Pegatron CEO Jason Cheng promised to investigate the allegations and to “take immediate actions to correct any violations to Chinese labor laws and our own code of conduct.” Apple disputed the findings in a statement issued to the Wall Street Journal. The company said it had conducted more than 15 audits at Pegatron factories since 2007, the most recent of which found employees working 46-hour weeks. It did however acknowledge that some workers’ personal ID cards were being held by labor brokers “as they helped set up bank accounts for those employees” and put an end to the practice.
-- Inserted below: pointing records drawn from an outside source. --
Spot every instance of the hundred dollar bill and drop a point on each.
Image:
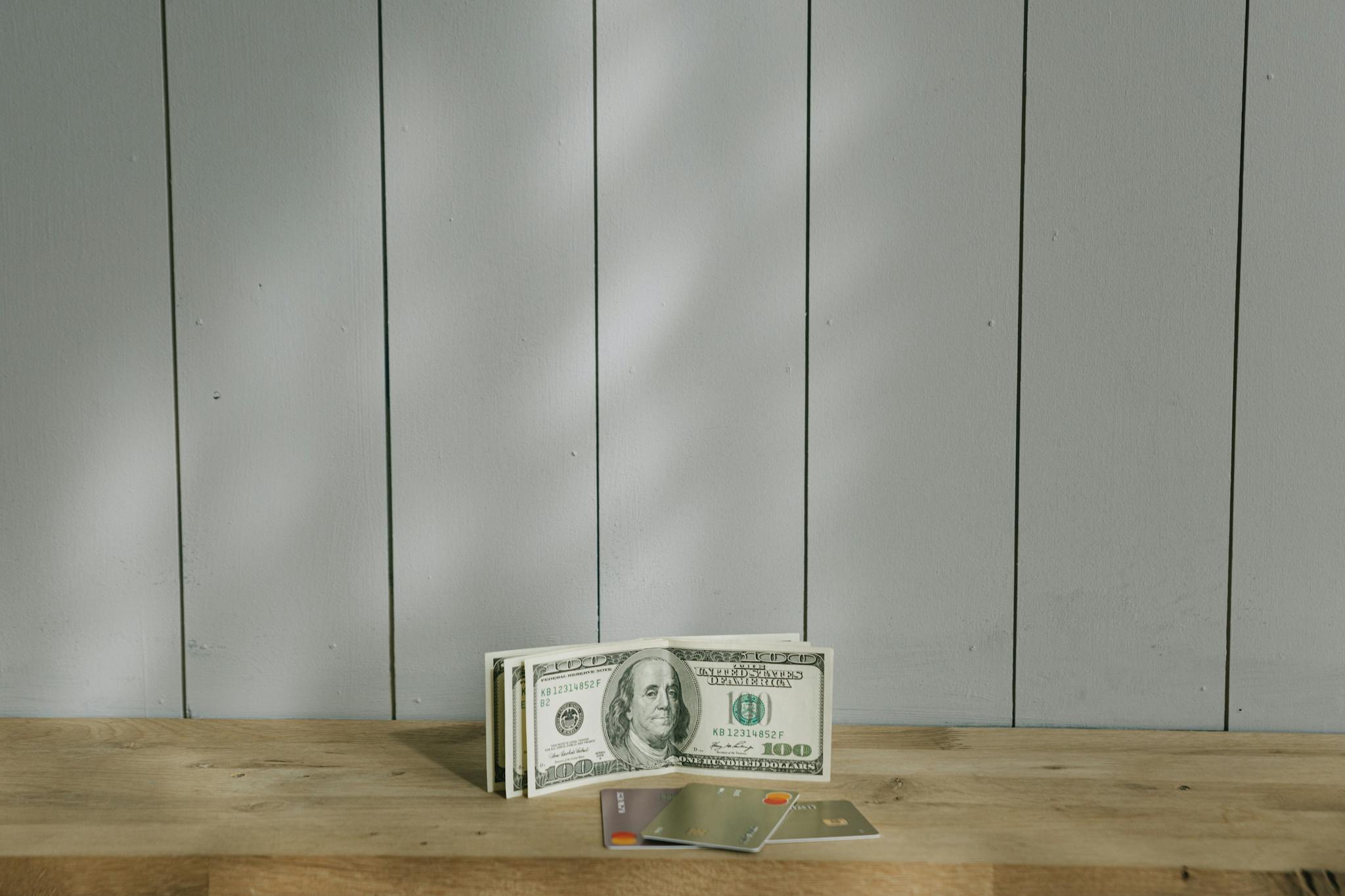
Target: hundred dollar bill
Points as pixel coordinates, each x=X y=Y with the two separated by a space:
x=496 y=688
x=506 y=710
x=713 y=707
Reports of grim worker conditions at Chinese factories producing electronics are nothing new, but Apple has had a tough time getting its suppliers to clean up their acts. Apple’s chief supplier, Hon Hai (better known as Foxconn), doubled its minimum wage in 2010 and promised to do so again last year after a spate of worker suicides.

Meanwhile, Pegatron has increasingly come under the spotlight as Apple gives it more orders to so that the iPhone maker’s can reduce its reliance on Hon Hai. Apart from mobile devices and Macs for Apple, Pegatron also makes products for several companies, including Dell, Microsoft and HP. However, CLW’s investigators were all assigned to Apple lines, including one on the “cheap” iPhone expected to debut this fall.

Though a much smaller company, Pegatron has been winning Apple contracts by offering aggressively low prices. That shows in its margins. In the last quarter of 2012, Hon Hai’s operating margin stood at 3.7%. In contrast, Pegatron’s margins were a razor-thin 0.3%, nudging up to 0.8% by the end of March.